Under various proposed schemes in accordance with the present disclosure, to improve the cell selection procedure, a novel ultrafast cell selection method may be utilized. It is believed that the ultrafast cell selection method may reduce cell search time, MIB decoding time and SIB decoding time. For instance, under a first proposed scheme in accordance with the present disclosure, when a wireless device (e.g., a user equipment (UE) such as a smartphone) needs to perform a cell selection procedure under an event (e.g., (i) device power-on, (ii) wireless interface switching on, (iii) NAS-triggered search, and (iv) RRC release to idle search), the device may use the frequency/frequencies and PCI(s) of one of one or more ever-camped and ever-detected cells to directly select the cell, and the device may use related stored MIB (excluding the system frame number (SFN)) and SIB. The device may also calculate the timing synchronization information such as, for example, the primary synchronization signal (PSS) and secondary synchronization signal (SSS) frame location and the SFN based on stored time information and synchronization signal block (SSB)-based radio resource management (RRM) Measurement Timing Configuration (SMTC) information. The device may then proceed to evaluate whether the cell meets a suitable condition for the device to associate with and camp on that cell. Under a second proposed scheme in accordance with the present disclosure, when the wireless device needs to perform a cell selection procedure under a certain event (e.g., (i) device power-on, (ii) wireless interface switching on, (iii) NAS-triggered search, and (iv) RRC release to idle search), the device may use a frequency and PCI of one of one or more ever-camped and ever-detected cells to directly select the cell, and the device may perform timing synchronization with the cell and decode MIB. The device may also copy stored SIB. Moreover, the device may then proceed to evaluate whether the cell meets a suitable condition for the device to associate with and camp on that cell.

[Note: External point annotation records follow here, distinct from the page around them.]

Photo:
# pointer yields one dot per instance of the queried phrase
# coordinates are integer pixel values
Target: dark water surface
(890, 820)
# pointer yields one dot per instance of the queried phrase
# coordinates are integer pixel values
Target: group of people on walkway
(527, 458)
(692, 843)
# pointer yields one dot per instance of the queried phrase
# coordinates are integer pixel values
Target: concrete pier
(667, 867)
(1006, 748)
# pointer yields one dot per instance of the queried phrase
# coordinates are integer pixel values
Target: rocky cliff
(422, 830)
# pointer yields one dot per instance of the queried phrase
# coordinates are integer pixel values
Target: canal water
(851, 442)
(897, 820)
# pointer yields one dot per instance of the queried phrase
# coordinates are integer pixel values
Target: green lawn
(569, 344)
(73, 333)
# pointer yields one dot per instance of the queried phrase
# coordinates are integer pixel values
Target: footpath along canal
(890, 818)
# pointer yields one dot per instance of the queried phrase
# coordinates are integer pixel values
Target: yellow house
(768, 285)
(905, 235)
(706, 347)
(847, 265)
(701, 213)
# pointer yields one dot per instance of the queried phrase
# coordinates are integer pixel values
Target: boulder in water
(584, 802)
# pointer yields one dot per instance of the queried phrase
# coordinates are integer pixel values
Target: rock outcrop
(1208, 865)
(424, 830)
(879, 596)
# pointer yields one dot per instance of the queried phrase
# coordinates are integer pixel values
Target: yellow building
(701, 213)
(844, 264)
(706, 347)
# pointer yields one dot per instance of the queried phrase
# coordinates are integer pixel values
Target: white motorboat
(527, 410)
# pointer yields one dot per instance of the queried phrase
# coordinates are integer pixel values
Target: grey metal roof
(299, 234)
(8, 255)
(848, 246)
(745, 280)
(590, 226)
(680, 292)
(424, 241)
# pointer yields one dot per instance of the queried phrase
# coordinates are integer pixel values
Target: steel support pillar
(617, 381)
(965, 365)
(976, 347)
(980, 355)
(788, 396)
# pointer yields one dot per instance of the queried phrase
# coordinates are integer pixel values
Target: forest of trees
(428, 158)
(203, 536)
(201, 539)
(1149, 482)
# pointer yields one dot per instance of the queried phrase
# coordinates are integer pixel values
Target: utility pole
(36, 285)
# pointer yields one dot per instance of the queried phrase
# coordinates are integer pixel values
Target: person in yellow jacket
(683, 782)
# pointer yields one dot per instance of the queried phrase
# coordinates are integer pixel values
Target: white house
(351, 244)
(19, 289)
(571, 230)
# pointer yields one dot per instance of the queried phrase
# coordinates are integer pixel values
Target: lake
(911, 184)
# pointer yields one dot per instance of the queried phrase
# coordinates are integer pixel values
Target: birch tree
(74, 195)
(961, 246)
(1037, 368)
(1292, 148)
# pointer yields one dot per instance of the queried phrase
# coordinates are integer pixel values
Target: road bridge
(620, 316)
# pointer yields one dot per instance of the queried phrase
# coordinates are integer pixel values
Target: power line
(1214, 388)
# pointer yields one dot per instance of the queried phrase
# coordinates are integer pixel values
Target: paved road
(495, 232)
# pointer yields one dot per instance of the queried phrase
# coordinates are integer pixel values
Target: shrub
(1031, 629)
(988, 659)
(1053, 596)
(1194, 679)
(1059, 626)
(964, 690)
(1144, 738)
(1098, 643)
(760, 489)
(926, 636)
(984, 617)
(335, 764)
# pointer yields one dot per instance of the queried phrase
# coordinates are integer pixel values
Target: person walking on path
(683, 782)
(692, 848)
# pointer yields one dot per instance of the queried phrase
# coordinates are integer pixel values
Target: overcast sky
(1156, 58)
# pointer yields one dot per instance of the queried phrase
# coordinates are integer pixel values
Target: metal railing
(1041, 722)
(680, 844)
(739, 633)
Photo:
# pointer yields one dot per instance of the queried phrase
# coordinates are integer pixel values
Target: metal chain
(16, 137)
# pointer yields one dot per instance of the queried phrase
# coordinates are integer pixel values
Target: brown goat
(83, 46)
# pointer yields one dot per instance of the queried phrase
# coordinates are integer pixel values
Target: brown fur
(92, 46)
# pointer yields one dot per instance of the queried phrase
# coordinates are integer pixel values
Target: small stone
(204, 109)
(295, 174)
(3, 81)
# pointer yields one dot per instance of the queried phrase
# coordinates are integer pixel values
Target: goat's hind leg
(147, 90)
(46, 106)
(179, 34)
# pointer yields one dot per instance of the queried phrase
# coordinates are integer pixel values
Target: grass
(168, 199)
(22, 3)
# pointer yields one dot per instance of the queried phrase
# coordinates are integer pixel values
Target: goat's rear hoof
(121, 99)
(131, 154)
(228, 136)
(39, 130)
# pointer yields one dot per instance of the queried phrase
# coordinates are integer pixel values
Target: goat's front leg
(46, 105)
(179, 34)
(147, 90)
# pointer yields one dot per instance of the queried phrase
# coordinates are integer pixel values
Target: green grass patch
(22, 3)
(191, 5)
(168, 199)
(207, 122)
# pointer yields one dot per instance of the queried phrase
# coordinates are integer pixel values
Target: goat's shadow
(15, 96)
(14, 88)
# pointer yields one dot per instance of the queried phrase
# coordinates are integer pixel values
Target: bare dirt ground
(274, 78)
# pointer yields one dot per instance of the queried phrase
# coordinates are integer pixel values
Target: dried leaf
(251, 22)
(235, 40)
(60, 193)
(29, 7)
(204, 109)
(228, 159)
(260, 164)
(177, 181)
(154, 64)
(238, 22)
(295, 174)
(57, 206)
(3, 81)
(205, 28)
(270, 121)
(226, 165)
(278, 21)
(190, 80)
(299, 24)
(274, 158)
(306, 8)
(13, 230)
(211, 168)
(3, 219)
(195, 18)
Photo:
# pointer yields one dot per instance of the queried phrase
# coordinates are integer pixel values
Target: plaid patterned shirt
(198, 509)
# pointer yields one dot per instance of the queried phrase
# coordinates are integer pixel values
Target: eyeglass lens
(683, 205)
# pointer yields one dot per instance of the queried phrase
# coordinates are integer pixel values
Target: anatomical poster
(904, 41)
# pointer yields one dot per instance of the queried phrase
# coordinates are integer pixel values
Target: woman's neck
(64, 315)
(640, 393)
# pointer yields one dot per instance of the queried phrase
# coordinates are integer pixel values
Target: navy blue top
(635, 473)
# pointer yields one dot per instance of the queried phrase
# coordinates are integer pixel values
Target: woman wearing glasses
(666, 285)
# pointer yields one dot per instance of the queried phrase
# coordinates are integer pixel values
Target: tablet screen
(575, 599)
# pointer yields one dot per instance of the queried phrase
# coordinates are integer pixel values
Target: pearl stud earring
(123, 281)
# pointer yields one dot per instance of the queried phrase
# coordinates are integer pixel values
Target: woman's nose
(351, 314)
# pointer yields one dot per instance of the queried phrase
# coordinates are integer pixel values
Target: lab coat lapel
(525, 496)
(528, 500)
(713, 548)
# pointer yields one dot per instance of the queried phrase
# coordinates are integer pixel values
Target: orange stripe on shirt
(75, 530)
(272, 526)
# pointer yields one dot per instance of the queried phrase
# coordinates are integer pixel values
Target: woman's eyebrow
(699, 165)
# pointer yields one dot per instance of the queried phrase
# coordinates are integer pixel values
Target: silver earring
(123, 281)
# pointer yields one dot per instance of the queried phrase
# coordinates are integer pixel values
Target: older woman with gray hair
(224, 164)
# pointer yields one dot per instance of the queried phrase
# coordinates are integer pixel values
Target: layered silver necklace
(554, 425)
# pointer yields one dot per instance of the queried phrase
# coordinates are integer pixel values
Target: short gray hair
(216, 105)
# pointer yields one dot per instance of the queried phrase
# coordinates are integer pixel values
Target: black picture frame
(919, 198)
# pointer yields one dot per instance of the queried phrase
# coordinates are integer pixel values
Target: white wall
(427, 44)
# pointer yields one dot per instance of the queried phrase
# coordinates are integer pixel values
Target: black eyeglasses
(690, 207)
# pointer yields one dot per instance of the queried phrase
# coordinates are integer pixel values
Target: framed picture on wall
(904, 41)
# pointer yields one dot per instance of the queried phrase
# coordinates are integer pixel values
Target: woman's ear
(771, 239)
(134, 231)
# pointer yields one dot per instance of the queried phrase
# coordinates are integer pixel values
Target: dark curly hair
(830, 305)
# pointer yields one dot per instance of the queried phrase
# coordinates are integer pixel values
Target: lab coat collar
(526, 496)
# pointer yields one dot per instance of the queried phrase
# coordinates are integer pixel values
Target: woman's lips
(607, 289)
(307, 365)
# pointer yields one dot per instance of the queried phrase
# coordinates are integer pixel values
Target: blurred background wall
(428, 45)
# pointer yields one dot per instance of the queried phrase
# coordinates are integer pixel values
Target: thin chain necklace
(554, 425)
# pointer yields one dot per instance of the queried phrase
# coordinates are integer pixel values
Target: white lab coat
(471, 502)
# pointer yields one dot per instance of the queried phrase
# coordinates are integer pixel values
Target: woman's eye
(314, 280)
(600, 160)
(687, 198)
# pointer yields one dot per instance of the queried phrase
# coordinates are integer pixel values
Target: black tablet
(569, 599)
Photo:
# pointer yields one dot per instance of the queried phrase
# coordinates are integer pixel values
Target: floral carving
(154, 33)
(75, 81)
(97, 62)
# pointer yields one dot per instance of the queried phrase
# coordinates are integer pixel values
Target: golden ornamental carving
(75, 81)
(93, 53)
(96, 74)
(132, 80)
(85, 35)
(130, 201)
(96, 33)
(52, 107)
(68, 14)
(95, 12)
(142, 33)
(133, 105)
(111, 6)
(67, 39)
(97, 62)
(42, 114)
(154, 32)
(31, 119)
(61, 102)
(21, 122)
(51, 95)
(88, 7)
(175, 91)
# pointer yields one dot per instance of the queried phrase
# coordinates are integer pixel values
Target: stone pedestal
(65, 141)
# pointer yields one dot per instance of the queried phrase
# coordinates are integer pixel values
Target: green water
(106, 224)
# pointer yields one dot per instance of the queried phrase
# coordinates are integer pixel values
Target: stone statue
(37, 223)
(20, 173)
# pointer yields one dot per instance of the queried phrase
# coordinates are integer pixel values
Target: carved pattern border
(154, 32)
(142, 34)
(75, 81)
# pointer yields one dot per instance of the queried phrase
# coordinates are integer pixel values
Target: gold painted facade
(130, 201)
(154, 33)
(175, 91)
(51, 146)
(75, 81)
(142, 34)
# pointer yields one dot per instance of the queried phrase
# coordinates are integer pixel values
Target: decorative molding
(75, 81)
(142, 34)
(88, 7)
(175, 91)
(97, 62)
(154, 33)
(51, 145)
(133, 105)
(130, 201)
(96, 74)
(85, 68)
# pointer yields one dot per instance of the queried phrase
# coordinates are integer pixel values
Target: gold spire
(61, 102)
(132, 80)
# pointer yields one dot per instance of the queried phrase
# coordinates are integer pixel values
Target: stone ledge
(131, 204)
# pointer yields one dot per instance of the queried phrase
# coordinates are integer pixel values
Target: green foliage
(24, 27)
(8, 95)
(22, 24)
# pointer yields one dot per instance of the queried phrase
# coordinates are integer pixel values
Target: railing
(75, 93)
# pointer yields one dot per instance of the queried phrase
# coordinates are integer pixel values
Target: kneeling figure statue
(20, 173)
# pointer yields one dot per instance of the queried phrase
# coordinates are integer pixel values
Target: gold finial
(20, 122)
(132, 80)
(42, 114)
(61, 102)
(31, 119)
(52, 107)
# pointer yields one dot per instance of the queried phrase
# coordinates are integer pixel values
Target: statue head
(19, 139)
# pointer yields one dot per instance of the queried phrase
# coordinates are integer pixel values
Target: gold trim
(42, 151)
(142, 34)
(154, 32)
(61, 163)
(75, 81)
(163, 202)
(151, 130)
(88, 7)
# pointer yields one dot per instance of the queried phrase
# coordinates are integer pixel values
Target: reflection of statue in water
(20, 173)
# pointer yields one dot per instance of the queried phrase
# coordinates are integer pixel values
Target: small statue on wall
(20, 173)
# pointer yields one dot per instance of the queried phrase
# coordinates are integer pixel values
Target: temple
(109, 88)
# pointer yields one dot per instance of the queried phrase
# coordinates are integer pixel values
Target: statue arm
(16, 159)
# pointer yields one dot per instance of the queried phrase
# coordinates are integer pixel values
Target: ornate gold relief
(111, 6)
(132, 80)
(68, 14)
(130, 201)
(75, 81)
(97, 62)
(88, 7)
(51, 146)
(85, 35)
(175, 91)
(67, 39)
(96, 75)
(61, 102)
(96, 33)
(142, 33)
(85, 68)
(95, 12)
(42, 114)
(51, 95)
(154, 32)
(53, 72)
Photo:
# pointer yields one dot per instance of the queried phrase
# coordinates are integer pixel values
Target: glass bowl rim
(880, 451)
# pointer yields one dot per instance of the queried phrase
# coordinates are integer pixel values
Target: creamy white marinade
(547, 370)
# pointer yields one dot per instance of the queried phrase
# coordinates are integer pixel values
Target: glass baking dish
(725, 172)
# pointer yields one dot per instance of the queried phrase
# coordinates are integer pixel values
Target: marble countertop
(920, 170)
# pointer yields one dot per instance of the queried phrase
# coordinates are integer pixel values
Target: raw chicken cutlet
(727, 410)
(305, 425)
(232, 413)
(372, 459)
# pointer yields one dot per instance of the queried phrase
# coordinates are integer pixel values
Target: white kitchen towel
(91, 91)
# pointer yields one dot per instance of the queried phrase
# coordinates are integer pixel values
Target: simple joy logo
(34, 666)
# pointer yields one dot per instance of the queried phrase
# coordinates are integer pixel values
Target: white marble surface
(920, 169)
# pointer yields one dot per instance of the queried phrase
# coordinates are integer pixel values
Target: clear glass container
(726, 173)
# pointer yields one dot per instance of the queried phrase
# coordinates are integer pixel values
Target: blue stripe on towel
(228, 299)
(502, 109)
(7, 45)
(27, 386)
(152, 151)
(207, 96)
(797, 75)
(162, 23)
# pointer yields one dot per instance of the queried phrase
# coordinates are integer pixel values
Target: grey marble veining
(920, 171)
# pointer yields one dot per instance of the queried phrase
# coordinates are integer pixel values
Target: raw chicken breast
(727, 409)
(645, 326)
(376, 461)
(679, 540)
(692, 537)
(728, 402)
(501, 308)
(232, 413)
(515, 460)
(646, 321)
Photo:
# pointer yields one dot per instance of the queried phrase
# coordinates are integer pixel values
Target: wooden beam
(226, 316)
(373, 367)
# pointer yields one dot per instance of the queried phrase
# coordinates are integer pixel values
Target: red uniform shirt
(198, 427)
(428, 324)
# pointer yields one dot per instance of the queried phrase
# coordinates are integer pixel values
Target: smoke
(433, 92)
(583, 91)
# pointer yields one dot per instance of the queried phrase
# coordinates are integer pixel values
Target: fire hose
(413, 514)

FIG. 1 illustrates an example scenario 100 under the first proposed scheme in accordance with the present disclosure. Referring to part (A) of FIG. 1, a wireless device 110 may move from being in a coverage area of one cell (e.g., Cell C) to that of another cell (e.g., Cell A) and, as such, device 110 may have detected and/or camped on each of Cell C, Cell A and Cell B at different times. Under the proposed scheme, device 110 may store information of ever-camped and ever-detected cells (e.g., Cell C, Cell A and Cell B) and related time information such as, for example and without limitation: (i) SSB-frequency and PCI, (ii) subcarrier spacing (for NR), (iii) MIB and SIB, (iv) SMTC information, and (v) time information. For instance, as shown in FIG. 1, device 110 may be camped on Cell A and has previously camped on Cell C. Also, device 110 may have detected a nearby cell (e.g., Cell B). Accordingly, from the perspective of device 110, Cell A and Cell C may be considered as “ever-camped cells” while Cell B may be considered as an “ever-detected cell.”

Device 110 may need to perform a cell selection procedure under a certain event (e.g., (i) device power-on, (ii) wireless interface switching on, (iii) NAS-triggered search, and (iv) RRC release to idle search). Under the first proposed scheme, device 110 may use the frequency/frequencies and PCI(s) of one of one or more ever-camped and ever-detected cells to directly select the cell. Device 110 may also use related stored MIB (excluding SFN) and SIB (e.g., SIB1 for a NR cell, SIB1 and SIB2 for an LTE cell) to perform serving cell measurement. For instance, device 110 may copy the MIB excluding SFN by the related MIB information. Alternatively, or additionally, device 110 may calculate the SFN by the related time information. Alternatively, or additionally, device 110 may calculate the SFN by the related SMTC information. Alternatively, or additionally, device 110 may copy the SIB by the related SIB information. Moreover, device 110 may calculate the timing synchronization information such as, for example and without limitation, PSS and SSS frame location and the SFN, by the stored time information and SMTC information. For instance, device 110 may perform the downlink synchronization to obtain the frame timing of the selected cell by related time information. Additionally, device 110 may proceed to evaluate whether the cell meets a suitable condition for the device to associate with and camp on the selected cell. Referring to part (B) of FIG. 1, the cell selection time before camp-on under a conventional cell selection procedure may include the time for the following activities: cell searching, reading MIB, reading SIB, serving cell measurement, and evaluation of suitability condition. In contrast, the cell selection time before camp-on under the ultrafast cell selection method of the first proposed scheme may include the time for the following (fewer) activities: serving cell measurement and evaluation of suitability condition. In best-case scenarios, device 110 may skip frequency and time synchronization with Cell A and/or Cell B and/or Cell C and, instead, may perform frequency and time synchronization locally without using any radio frequency (RF) receiver functionality.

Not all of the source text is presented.